ORIGINAL SCORE: Erich Wolfgang Korngold, THE SEA HAWK (2nd: Aaron Copland. Our Town, followed by: Leigh Harline, Paul J.Smith Pinocchio; Miklós Rózsa, The Thief of Bagdad; Franz Waxman, Rebecca; Alfred Newman, The Mark of Zorro; Max Steiner, The Letter)



ORIGINAL SONG: "When You Wish Upon A Star" from PINOCCHIO (Music by Leigh Harline, lyrics by Ned Washington) (2nd: "I've Got No Strings" from Pinocchio (Music by Leigh Harline, lyrics by Ned Washington), followed by: "I Concentrate on You" from Broadway Melody of 1940 (Music and lyrics by Cole Porter); "Remind Me" from One Night in the Tropics (Music by Jerome Kern, lyrics by Dorothy Fields); "Down Argentina Way" from Down Argentine Way (music by Harry Warren, lyrics by Mack Gordon); "Who Am I?" from Hit Parade of 1941 (music by Jule Styne, lyrics by Walter Bullock); "Love of My Life" from Second Chorus (music by Artie Shaw, lyrics by Johnny Mercer)

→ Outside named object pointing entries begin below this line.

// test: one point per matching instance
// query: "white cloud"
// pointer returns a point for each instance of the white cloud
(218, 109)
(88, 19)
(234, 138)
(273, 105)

SPECIAL EFFECTS: THE THIEF OF BAGDAD, The Sea Hawk, Dr. Cyclops, One Million BC

MAKEUP: THE THIEF OF BAGDAD, Dr. Cyclops, One Million BC

Finally, I need to add my favorite clip from 1940: the dazzling dance to "Begun the Beguine" shared by Eleanor Powell and Fred Astaire in Norman Taurog's Broadway Melody of 1940. This is some serious athleticism here, and I don't think we'll be seeing its like ever in the future. The movie, as a whole, is utter fun and the best out of the Broadway Melody series:


2 comments:

msmariah said...

Great list of 1940 in review. Wow, there were some really great movies that year. Rebecca was my favorite.

Dean Treadway said...

Thanks, and yeah, it was an astounding year.